By JOHN FLESHER
AP Environmental Writer
TRAVERSE CITY, Mich. (AP) — Michigan officials took another step Thursday toward construction of an oil pipeline tunnel beneath the channel that links Lakes Huron and Michigan by asking the Mackinac Bridge Authority to accept oversight responsibility for the proposed structure.
Department of Natural Resources Director Keith Creagh and two consultants pitched the plan to the bridge authority. No vote was taken but the authority heard dozens of public comments, most opposed to the project as potentially posing a risk to the Straits of Mackinac and the area’s fishing and tourism industries.

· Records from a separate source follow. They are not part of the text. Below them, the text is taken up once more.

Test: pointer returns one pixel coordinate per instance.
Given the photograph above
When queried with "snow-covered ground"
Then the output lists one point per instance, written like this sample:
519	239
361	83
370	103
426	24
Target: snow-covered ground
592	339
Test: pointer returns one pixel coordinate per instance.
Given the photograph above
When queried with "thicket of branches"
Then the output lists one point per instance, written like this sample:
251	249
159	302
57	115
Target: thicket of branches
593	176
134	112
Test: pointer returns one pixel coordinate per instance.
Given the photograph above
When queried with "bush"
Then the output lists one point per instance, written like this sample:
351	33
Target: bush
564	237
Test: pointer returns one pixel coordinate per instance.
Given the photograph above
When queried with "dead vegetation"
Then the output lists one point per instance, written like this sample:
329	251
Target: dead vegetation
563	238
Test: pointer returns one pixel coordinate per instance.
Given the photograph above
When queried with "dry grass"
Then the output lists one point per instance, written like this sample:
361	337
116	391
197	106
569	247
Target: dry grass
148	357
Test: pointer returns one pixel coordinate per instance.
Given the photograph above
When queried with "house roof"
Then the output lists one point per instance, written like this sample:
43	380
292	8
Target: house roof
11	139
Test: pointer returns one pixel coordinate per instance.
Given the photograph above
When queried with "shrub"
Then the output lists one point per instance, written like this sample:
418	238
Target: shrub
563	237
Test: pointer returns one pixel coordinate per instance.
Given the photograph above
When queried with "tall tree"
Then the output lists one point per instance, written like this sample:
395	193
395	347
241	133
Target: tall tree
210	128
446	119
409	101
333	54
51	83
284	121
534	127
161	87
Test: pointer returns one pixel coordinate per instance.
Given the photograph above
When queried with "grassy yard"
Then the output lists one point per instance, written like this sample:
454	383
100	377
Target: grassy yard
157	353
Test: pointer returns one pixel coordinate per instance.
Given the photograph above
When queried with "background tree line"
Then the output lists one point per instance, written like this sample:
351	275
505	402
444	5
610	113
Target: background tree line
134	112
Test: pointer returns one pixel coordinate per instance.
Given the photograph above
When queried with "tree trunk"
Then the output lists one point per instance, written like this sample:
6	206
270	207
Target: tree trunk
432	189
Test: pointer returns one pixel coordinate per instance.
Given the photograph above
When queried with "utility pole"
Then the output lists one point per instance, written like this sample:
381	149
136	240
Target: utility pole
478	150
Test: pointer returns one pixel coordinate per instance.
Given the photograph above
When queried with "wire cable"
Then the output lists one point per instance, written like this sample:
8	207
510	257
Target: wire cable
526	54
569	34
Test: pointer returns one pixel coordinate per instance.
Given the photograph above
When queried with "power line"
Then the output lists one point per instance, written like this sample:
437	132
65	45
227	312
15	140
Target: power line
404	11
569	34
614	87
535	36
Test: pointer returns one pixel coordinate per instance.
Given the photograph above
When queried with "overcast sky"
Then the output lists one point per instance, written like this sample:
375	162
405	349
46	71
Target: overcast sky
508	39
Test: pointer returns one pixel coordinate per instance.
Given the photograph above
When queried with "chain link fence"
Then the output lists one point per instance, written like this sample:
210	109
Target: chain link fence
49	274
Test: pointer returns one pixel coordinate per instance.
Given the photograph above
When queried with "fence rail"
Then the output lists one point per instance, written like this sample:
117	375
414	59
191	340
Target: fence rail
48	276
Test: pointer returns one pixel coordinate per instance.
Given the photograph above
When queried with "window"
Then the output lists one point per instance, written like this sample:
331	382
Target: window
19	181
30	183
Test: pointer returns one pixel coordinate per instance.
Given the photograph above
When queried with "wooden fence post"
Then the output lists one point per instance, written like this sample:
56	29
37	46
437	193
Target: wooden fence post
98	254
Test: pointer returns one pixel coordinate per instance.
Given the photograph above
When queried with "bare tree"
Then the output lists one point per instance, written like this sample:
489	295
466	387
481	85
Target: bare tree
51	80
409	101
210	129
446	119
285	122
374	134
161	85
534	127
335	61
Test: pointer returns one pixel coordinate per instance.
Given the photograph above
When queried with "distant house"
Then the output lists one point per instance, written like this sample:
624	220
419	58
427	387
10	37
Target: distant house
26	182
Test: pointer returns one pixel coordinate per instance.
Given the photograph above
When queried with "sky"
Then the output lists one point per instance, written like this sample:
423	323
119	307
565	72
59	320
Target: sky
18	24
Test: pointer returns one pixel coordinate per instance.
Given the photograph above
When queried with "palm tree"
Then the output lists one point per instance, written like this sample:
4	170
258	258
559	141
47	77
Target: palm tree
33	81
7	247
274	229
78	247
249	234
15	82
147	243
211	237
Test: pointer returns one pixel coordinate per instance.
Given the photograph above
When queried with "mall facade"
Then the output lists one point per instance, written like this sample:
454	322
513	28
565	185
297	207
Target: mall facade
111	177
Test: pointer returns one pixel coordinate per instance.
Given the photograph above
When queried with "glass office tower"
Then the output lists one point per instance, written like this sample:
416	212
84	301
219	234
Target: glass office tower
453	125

“Don’t ram this down our throats. Don’t rush things,” said Bay Mills Indian Community chairman Bryan Newland, who added that the project would violate native fishing treaty rights.
Gov. Rick Snyder’s administration reached a deal last month with Enbridge Inc. to drill the tunnel beneath the Straits of Mackinac over 7 to 10 years at a cost of up to $500 million, which the company would pay. The bridge authority would assume ownership after completion and lease the tunnel back to Enbridge for 99 years.
It would replace an underwater segment of Enbridge’s Line 5, which carries about 23 million gallons of oil and natural gas liquids daily. Environmentalists are pushing to decommission the twin lines, which have been in place since 1953, while the company says they’re in good condition.
A crucial part of Snyder’s plan is putting the bridge authority in charge of the tunnel, even though the authority’s only responsibility since its founding has been managing the 5-mile-long bridge linking Michigan’s Upper and Lower Peninsulas.
Michael Mooney, a Colorado School of Mines expert on tunnel design and consultant for the state, said the tunnel proposal is sound and would provide extra protection by encasing the new pipeline in concrete.
“There is virtually no way for product to leak out of this tunnel,” Mooney said.
The seven-member bridge authority, which has four members recently appointed by Snyder, is scheduled to meet again in February. But Creagh said administration officials hope the panel will approve the tunnel plan by the end of the year, when the Republican governor’s term expires.
Democrat Gretchen Whitmer was elected governor Tuesday after criticizing Line 5 during her campaign.